Distinguished Professor of Electrical and Computer Engineering Carey Rappaport serves as an Associate Director of the Bernard M. Gordon Center for Subsurface Sensing and Imaging Systems. Rappaport has been a professor at Northeastern University since 1987, mentoring scores of undergraduate researchers along the way. He received dual SBs, SM, and Eng from MIT in 1982 and the Ph.D. from MIT in 1987. Rappaport's research has focused upon developing and integrating electromagnetic, acoustic, and optical sensing technologies to detect hidden objects and to use those technologies to meet real world subsurface challenges ranging from humanitarian demining to noninvasive breast cancer detection.

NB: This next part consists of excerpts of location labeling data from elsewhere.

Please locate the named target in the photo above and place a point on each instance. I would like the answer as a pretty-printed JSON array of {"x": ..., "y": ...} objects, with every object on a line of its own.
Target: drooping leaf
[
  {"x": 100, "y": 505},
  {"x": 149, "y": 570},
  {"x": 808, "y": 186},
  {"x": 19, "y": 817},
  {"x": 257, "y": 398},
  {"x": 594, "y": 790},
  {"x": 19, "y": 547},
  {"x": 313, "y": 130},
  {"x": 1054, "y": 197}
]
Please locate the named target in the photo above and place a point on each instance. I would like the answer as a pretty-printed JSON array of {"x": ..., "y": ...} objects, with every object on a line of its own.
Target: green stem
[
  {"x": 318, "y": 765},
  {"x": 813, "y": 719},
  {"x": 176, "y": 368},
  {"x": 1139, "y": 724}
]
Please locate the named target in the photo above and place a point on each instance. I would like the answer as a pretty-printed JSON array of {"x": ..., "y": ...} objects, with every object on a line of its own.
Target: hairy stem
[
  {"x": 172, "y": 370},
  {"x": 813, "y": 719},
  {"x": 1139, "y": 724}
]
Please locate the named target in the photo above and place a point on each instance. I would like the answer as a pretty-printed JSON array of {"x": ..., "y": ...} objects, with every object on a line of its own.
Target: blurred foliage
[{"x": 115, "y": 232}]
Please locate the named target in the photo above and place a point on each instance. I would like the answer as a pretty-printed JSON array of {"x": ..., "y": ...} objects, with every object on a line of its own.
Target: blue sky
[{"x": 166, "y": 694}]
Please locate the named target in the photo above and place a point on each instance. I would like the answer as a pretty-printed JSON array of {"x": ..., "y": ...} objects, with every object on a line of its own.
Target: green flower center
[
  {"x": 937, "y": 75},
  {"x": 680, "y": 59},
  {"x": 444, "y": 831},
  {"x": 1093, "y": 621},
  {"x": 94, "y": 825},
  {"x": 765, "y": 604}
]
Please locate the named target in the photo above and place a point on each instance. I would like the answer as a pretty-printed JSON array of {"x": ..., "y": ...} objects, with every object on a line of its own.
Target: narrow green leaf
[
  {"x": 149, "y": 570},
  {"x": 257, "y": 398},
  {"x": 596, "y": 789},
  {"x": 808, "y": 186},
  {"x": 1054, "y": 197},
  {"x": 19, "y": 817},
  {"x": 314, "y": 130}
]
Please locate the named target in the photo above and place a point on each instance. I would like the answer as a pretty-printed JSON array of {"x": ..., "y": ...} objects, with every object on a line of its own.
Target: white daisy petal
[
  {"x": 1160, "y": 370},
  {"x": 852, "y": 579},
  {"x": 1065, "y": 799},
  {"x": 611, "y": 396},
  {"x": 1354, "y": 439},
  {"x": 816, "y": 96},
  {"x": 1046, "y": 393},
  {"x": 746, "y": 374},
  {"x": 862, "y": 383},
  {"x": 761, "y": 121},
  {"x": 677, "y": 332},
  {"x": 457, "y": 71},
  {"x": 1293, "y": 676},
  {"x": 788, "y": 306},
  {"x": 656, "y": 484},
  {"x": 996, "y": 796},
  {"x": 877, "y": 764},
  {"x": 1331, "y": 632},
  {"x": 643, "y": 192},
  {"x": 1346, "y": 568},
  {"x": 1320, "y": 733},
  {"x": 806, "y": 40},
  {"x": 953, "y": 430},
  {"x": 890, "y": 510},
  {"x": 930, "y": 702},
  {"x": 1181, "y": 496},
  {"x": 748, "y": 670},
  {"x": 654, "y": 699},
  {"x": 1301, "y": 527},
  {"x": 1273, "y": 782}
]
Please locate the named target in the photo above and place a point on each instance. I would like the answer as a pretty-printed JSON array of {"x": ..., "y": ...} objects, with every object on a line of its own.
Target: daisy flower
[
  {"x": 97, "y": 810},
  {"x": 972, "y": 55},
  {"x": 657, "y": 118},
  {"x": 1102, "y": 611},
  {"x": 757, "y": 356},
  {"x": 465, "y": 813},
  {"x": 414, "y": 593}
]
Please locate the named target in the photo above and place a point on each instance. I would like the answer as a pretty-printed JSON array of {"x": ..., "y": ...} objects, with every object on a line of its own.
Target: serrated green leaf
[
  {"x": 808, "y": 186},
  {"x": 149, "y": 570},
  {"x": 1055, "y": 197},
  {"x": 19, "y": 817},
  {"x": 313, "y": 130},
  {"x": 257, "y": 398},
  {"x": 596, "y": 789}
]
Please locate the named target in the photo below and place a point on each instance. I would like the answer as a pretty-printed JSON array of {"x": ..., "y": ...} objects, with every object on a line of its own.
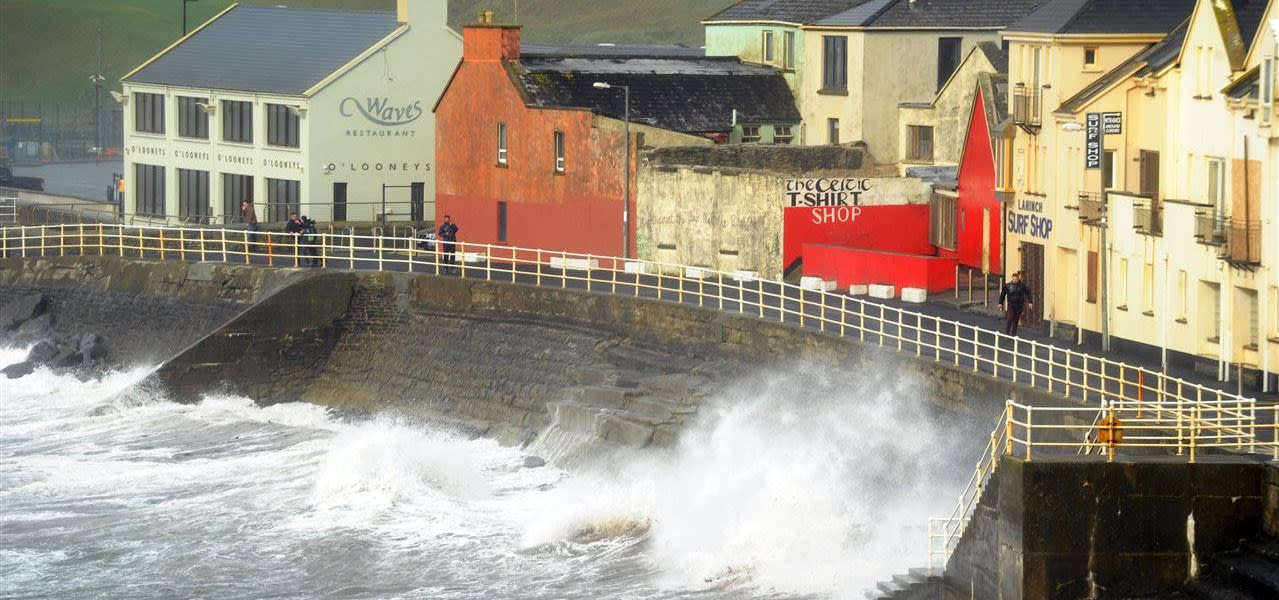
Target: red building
[
  {"x": 979, "y": 241},
  {"x": 530, "y": 146}
]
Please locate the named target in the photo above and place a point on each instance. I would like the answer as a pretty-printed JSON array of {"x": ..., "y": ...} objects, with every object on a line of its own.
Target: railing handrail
[{"x": 1231, "y": 418}]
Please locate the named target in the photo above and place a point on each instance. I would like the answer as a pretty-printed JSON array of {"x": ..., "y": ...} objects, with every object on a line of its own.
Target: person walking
[
  {"x": 250, "y": 216},
  {"x": 447, "y": 238},
  {"x": 1013, "y": 298}
]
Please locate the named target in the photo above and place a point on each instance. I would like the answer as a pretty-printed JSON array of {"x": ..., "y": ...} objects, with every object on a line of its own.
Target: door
[
  {"x": 339, "y": 201},
  {"x": 985, "y": 241},
  {"x": 418, "y": 201},
  {"x": 1032, "y": 274}
]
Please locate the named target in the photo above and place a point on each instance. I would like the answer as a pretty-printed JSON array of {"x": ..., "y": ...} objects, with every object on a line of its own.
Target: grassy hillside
[{"x": 47, "y": 47}]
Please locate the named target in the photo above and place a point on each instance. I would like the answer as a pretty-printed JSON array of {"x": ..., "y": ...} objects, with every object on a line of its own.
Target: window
[
  {"x": 192, "y": 119},
  {"x": 948, "y": 58},
  {"x": 1092, "y": 276},
  {"x": 149, "y": 189},
  {"x": 502, "y": 143},
  {"x": 282, "y": 126},
  {"x": 788, "y": 50},
  {"x": 1108, "y": 169},
  {"x": 193, "y": 196},
  {"x": 920, "y": 146},
  {"x": 782, "y": 134},
  {"x": 1149, "y": 173},
  {"x": 235, "y": 189},
  {"x": 502, "y": 221},
  {"x": 834, "y": 63},
  {"x": 149, "y": 113},
  {"x": 559, "y": 151},
  {"x": 283, "y": 196},
  {"x": 237, "y": 122},
  {"x": 1216, "y": 186}
]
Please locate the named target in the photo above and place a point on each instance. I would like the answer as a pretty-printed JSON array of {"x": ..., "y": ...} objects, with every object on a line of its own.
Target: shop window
[
  {"x": 502, "y": 143},
  {"x": 783, "y": 134},
  {"x": 193, "y": 196},
  {"x": 834, "y": 63},
  {"x": 149, "y": 113},
  {"x": 237, "y": 122},
  {"x": 920, "y": 145},
  {"x": 282, "y": 126},
  {"x": 149, "y": 189},
  {"x": 192, "y": 118}
]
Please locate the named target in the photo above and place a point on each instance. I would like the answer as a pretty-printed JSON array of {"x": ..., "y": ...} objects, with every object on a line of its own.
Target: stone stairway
[{"x": 915, "y": 585}]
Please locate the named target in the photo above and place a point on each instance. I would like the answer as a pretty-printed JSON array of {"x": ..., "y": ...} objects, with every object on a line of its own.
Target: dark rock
[
  {"x": 33, "y": 330},
  {"x": 18, "y": 370},
  {"x": 21, "y": 310},
  {"x": 42, "y": 352},
  {"x": 533, "y": 462}
]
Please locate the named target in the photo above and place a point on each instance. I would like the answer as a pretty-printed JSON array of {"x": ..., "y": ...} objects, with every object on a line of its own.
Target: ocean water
[{"x": 110, "y": 491}]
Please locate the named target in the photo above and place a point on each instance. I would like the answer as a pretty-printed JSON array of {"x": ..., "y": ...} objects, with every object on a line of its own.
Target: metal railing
[
  {"x": 1179, "y": 427},
  {"x": 1026, "y": 105},
  {"x": 1172, "y": 415},
  {"x": 1091, "y": 207}
]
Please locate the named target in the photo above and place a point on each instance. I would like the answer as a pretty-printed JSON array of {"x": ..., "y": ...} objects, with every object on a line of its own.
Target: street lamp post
[
  {"x": 626, "y": 181},
  {"x": 184, "y": 15}
]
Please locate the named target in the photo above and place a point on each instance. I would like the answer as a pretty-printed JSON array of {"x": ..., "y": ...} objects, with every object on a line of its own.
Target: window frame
[
  {"x": 503, "y": 141},
  {"x": 237, "y": 120}
]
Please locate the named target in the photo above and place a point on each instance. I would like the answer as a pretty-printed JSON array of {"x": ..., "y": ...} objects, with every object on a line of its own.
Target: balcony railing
[
  {"x": 1210, "y": 228},
  {"x": 1091, "y": 210},
  {"x": 1243, "y": 241},
  {"x": 1147, "y": 218},
  {"x": 1026, "y": 106}
]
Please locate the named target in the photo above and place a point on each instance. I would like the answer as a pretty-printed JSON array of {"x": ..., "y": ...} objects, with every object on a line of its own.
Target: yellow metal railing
[{"x": 1161, "y": 412}]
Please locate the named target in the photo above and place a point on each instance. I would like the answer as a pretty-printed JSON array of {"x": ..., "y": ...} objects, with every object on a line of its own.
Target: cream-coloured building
[
  {"x": 1159, "y": 177},
  {"x": 326, "y": 113}
]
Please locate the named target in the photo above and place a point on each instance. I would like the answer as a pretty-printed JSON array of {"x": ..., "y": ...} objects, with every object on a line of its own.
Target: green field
[{"x": 47, "y": 47}]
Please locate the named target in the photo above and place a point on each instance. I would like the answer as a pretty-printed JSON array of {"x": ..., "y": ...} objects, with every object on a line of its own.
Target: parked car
[{"x": 9, "y": 181}]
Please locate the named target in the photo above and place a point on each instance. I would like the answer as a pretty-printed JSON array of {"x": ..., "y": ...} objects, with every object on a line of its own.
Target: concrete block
[
  {"x": 574, "y": 264},
  {"x": 915, "y": 294},
  {"x": 880, "y": 291},
  {"x": 695, "y": 273}
]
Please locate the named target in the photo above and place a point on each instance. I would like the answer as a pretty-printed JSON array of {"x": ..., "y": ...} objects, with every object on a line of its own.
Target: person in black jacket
[
  {"x": 447, "y": 239},
  {"x": 1013, "y": 300}
]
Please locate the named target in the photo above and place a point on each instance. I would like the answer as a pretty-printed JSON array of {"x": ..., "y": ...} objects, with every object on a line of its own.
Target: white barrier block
[
  {"x": 574, "y": 264},
  {"x": 883, "y": 292},
  {"x": 915, "y": 294}
]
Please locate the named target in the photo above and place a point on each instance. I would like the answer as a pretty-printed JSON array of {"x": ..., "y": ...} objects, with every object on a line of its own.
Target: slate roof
[
  {"x": 679, "y": 94},
  {"x": 1082, "y": 17},
  {"x": 954, "y": 14},
  {"x": 265, "y": 49},
  {"x": 1153, "y": 59},
  {"x": 802, "y": 12}
]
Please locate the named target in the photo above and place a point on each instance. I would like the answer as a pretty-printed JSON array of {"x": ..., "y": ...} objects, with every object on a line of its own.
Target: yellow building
[{"x": 1155, "y": 184}]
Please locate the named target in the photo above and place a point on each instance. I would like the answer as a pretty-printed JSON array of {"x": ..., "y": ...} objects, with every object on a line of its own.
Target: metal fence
[{"x": 1158, "y": 412}]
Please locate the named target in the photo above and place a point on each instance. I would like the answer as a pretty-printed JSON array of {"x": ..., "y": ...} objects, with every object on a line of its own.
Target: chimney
[{"x": 487, "y": 41}]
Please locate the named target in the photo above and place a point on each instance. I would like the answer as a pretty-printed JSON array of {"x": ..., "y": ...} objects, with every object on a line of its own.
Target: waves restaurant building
[{"x": 326, "y": 113}]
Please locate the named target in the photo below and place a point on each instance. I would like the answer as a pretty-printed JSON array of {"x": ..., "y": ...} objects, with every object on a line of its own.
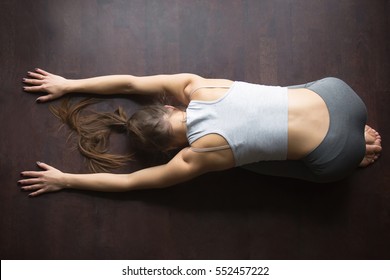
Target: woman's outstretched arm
[
  {"x": 56, "y": 86},
  {"x": 181, "y": 168}
]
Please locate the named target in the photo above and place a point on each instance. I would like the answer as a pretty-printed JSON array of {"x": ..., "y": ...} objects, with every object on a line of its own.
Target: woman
[{"x": 313, "y": 132}]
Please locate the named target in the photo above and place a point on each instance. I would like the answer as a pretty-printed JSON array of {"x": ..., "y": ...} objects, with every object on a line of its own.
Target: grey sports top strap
[
  {"x": 193, "y": 91},
  {"x": 211, "y": 149}
]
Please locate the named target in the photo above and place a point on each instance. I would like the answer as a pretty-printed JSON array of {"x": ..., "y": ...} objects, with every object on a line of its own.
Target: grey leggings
[{"x": 343, "y": 147}]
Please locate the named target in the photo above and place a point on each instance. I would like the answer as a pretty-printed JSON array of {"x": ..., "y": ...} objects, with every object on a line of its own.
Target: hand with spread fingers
[
  {"x": 41, "y": 81},
  {"x": 39, "y": 182}
]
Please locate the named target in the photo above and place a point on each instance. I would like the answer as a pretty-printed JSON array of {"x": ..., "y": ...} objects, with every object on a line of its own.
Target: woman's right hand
[{"x": 41, "y": 81}]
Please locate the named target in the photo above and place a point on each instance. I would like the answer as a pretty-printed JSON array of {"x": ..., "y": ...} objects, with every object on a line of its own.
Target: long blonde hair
[{"x": 148, "y": 130}]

Professor of Biology Erin Cram, who has been a tremendous supporter of the Scholars Program, will also be working with us this year. In her research, she uses the nematode C. elegans to investigate the role that the interactions between cells and their extracellular environments have in controlling tissue architecture, cell survival, and cell migration. Such processes are important for normal animal development and are disrupted in many human diseases. In collaboration with Dr. Carolyn Lee-Parsons of chemical engineering, Cram is also working to improve production of drug compounds by the medicinal plant Catharanthus roseus. Cram was the recipient of the 2011-2012 Excellence in Teaching Award. Cram earned her B.S. from the University of North Carolina, Chapel Hill and her Ph.D. at the University of California, Berkeley.